Por altura da comemoração do 15º aniversário do seu restaurante, tive, uma vez mais, a enorme felicidade de poder deixar-me ir ao sabor dos sabores da Noélia. “É ter fome, é ter sede de infinito!/Por elmo, as manhãs de oiro e de cetim.../É condensar o mundo num só grito!”

  • Ceviche de dourada: de superior qualidade, a fresquíssima dourada parecia derreter na língua. Abacate a complementar a cremosidade, malagueta a acordar-nos os sentidos para o requintado toque fumado das generosas ovas de arenque. Um verdadeiro upgrade do tradicional ceviche, que bem conheço das minhas aventuras peruanas.
  • Robalo marinado com gaspacho de manga: a humildade da Noélia traduz-se também na descrição, sucinta e singela, que faz dos seus pratos. Ri-me ao pensar nas pomposas descrições que alguns restaurantes fazem de pratos absolutamente banais. Para a nossa Noélia, esta transcendente ode ao robalo é, simplesmente, designada por “robalo marinado”. Gaspacho de manga?
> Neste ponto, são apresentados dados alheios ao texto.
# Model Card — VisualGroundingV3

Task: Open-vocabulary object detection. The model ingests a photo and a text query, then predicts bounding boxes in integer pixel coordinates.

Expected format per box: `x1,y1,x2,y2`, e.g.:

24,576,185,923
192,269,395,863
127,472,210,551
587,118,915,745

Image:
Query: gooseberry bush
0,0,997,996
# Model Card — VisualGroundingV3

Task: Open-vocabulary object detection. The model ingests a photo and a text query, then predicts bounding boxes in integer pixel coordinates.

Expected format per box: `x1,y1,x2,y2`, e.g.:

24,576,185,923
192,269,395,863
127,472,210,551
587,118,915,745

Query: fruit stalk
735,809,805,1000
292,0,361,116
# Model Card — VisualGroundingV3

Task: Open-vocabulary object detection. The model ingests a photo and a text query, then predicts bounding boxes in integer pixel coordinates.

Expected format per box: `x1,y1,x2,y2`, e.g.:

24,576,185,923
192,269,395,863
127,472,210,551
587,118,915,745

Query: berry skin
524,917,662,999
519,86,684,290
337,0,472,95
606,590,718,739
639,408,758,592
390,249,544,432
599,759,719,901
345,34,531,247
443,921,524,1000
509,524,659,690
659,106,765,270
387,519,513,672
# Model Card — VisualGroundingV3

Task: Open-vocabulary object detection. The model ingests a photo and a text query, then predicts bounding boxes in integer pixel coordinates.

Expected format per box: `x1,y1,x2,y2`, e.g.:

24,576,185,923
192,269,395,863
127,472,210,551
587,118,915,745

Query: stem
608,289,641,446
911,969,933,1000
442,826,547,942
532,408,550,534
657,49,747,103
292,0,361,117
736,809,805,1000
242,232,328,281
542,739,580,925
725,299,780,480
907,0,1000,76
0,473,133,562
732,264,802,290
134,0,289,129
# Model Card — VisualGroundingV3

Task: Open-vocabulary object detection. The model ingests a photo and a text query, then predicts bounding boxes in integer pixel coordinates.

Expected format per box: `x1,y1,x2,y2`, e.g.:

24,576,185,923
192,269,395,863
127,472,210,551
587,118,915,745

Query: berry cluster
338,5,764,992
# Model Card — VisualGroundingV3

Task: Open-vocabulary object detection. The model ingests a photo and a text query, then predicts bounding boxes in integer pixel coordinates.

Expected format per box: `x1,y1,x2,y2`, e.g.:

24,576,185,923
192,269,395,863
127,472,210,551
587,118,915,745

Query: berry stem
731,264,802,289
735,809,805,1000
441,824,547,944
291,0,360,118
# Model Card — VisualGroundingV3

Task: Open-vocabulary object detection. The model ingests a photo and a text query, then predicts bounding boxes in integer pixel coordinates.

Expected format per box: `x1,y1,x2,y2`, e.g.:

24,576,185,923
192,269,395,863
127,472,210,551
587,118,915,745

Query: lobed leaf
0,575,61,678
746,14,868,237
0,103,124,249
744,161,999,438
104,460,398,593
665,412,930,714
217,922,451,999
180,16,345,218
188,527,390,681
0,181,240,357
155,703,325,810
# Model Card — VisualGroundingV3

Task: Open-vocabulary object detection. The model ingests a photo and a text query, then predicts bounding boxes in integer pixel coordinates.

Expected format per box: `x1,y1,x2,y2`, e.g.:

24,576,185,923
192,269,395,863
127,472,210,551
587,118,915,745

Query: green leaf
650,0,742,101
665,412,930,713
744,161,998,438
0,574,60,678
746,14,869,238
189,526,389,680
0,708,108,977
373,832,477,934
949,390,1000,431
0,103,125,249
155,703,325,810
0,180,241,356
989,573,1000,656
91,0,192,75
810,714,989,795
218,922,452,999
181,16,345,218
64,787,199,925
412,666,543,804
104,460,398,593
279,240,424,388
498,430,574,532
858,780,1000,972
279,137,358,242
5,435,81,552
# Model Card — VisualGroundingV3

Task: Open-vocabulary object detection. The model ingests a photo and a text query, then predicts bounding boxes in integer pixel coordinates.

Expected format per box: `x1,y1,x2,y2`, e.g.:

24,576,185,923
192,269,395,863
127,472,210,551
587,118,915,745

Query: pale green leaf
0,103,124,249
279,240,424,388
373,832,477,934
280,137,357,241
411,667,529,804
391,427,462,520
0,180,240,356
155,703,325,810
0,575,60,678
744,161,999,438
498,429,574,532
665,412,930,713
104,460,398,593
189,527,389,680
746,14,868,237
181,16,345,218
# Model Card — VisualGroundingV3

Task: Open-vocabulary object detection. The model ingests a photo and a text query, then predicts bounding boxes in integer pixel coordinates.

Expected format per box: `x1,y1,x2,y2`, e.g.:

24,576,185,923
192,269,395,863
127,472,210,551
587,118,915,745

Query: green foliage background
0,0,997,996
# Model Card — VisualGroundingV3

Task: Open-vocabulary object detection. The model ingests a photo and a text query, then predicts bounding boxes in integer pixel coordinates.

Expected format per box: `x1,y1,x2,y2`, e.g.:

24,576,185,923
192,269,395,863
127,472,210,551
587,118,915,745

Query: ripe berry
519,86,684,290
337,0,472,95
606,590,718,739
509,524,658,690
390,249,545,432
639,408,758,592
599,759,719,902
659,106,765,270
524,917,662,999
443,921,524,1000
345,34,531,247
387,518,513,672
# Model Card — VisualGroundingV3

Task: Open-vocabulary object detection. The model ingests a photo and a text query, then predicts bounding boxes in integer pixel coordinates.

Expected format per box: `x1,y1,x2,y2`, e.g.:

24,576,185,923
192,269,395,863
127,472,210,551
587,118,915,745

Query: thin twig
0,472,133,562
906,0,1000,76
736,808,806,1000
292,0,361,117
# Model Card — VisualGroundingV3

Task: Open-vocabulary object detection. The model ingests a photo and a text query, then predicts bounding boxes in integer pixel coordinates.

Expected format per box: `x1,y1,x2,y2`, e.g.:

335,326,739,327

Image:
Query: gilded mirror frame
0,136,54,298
Néctar divino.
  • Arroz de forno de robalo e gamba: afamada mestre arrozeira, a Noélia aventurou-se, recentemente, no mundo do arroz de forno, conferindo ao estimado grão uma nova dimensão, organolepticamente mais complexa. Neste prato, perfeito, o robalo, descansando sobre um leito de luxo, lascava branco, fresco, firme, suculento. Gambas grandiosas.
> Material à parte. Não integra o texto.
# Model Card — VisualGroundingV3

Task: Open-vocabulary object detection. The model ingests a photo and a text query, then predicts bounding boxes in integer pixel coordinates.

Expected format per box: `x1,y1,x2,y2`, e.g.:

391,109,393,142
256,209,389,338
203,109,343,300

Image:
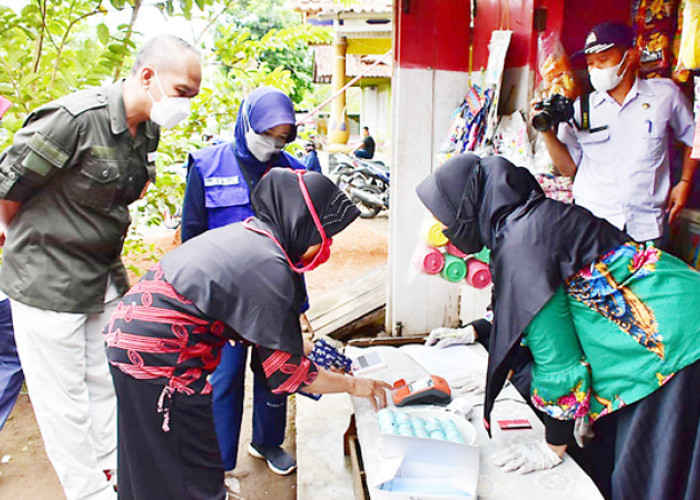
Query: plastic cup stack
414,245,445,274
465,258,492,289
446,241,468,258
413,217,492,289
421,219,449,247
441,254,468,282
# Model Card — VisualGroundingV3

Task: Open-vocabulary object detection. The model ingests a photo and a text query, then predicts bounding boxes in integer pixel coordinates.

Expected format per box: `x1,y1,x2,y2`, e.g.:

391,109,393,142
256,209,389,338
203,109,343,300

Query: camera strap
578,93,591,131
573,93,609,134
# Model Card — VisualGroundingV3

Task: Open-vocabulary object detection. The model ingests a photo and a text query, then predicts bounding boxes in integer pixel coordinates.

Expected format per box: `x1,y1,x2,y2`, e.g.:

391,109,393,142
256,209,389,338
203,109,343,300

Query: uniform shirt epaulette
55,87,108,117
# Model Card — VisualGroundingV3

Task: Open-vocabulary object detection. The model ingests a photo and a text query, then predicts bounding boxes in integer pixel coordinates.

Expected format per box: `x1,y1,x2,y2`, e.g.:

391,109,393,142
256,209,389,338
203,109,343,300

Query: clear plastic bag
678,0,700,70
493,111,535,172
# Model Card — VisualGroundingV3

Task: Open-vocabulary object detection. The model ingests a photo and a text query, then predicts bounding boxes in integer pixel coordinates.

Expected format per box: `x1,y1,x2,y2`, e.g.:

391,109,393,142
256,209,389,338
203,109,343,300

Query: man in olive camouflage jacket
0,35,201,499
Tanto sabor naquelas cabeças! Tanto saber naquela cabeça! (Não resisti.) Toque de mestre num prato já de si magnífico, uma suprema maionese de alho negro, que tudo holisticamente uniu. “É seres alma e sangue e vida em mim/E dizê-lo cantando a toda a gente!”

No capítulo das sobremesas, entrego-me às doces mãos da Beatriz Jerónimo. Há lá melhor lugar para estar? Há lá melhor lugar para nos confortarmos, depois de deixarmos as mãos da Noélia?
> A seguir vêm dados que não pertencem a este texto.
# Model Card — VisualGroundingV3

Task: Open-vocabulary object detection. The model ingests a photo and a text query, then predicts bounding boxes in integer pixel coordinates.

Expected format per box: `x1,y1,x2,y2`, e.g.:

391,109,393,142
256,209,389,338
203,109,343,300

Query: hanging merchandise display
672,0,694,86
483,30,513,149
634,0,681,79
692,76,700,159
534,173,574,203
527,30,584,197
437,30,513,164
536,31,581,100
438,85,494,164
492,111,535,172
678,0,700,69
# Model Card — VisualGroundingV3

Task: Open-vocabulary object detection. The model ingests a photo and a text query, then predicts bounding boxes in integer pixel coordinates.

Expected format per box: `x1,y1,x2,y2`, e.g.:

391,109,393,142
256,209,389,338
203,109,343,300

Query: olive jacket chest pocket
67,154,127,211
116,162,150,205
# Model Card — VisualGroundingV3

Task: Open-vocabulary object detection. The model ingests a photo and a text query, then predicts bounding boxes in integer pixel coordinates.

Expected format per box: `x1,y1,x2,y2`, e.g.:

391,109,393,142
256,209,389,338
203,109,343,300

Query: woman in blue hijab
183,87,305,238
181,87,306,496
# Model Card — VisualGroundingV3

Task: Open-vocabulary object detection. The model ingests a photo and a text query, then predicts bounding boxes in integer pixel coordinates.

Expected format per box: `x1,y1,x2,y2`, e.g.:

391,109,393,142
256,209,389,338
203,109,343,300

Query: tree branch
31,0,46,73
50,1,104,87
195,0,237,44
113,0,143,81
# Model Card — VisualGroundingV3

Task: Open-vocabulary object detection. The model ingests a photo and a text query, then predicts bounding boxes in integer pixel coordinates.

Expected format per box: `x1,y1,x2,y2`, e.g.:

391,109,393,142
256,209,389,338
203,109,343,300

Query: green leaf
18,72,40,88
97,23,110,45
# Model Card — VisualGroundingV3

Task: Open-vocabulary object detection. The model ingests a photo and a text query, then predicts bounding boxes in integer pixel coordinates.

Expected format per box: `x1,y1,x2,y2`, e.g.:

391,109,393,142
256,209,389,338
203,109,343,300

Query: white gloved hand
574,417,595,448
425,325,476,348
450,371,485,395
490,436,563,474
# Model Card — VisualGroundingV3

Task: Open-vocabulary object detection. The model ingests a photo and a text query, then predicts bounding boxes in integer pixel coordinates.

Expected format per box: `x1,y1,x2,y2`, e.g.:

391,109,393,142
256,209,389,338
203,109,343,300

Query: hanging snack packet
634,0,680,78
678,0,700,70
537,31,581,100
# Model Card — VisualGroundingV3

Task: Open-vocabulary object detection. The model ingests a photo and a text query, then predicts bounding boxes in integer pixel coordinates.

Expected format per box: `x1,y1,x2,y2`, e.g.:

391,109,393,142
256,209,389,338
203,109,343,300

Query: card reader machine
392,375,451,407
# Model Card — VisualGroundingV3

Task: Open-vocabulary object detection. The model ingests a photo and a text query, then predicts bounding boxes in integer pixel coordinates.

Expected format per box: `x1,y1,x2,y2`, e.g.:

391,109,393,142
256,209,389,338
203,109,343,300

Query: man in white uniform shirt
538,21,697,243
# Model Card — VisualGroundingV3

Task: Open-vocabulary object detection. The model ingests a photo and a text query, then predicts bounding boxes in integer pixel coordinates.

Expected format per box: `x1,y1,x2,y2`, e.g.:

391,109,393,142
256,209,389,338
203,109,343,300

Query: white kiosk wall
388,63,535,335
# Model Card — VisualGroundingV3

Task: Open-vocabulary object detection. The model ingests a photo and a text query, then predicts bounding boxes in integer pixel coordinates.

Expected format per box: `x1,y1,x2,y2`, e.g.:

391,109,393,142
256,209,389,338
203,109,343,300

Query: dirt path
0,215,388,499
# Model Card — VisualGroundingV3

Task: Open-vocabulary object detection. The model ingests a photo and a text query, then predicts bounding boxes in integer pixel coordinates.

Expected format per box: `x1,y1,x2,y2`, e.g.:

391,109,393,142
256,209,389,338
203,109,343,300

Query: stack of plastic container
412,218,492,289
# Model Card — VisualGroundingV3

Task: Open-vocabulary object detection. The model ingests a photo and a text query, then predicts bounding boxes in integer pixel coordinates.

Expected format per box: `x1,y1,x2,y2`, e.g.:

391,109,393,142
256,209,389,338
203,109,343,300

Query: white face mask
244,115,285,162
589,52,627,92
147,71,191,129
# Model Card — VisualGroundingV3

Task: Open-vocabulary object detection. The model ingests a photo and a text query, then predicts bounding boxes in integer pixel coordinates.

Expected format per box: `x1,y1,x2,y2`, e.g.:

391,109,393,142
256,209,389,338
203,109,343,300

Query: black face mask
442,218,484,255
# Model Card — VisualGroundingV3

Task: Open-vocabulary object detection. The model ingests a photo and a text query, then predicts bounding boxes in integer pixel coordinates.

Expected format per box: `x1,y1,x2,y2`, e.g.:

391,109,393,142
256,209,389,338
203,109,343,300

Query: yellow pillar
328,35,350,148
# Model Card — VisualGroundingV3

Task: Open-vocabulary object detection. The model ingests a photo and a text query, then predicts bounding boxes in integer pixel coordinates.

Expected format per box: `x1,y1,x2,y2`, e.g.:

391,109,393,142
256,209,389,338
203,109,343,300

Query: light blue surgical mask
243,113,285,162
  • Bolo de caramelo salgado com café: “Oh, meu Deus!”, exclamei, quando o vi. O registo manteve-se quando o provei. Amantes de caramelo salgado, venham, venham todos. De que estão à espera?
  • Tarte de amêndoa caramelizada: ainda morna, gritava Algarve. Algarve no Verão, quente, torradinho. Um sonho. De Verão
  • Bolo de amêndoa, gila e limão: como já me habituou a Beatriz a fazer maravilhas do limão! Infundir na gila o sabor de lemon curd e texturizá-lo com pedacitos de amêndoa não é trivial.
  • Bolo algarvio: Conheço muito bem a divinal trilogia do sotavento algarvio – alfarroba, amêndoa e figo. Tantas e tantas fatias de bolo algarvio já devorei! Sei-o nas mais variadas versões – mais ou menos húmido, misturado, em camadas... De tudo já provei. Mas nunca tinha comido nada assim. Como diriam os americanos, “you’ve tried the rest, now try the best”. Chamar “bolo” a este pedaço de céu é um dos maiores eufemismos com que já me deparei. Bolo, Beatriz? Isto não é um bolo! Isto é uma obra de arte! No mínimo, talvez possas chamar-lhe “bolo by Beatriz”.

Futuro certo tem esta jovem mulher, linda como a Mãe, por dentro e por fora. Consigo desde já antever, na porta ao lado, uma bonita e convidativa casa de doces. “By Noélia” e “By Beatriz” side by side. Como na vida, sempre lado a lado. Inseparáveis. Adoro as duas. Como tive oportunidade de aqui escrever recentemente, a propósito da Noélia, há amores que não se explicam.

“E é amar-te, assim, perdidamente.../E é seres alma, e sangue, e vida em mim/E dizê-lo cantando a toda a gente!”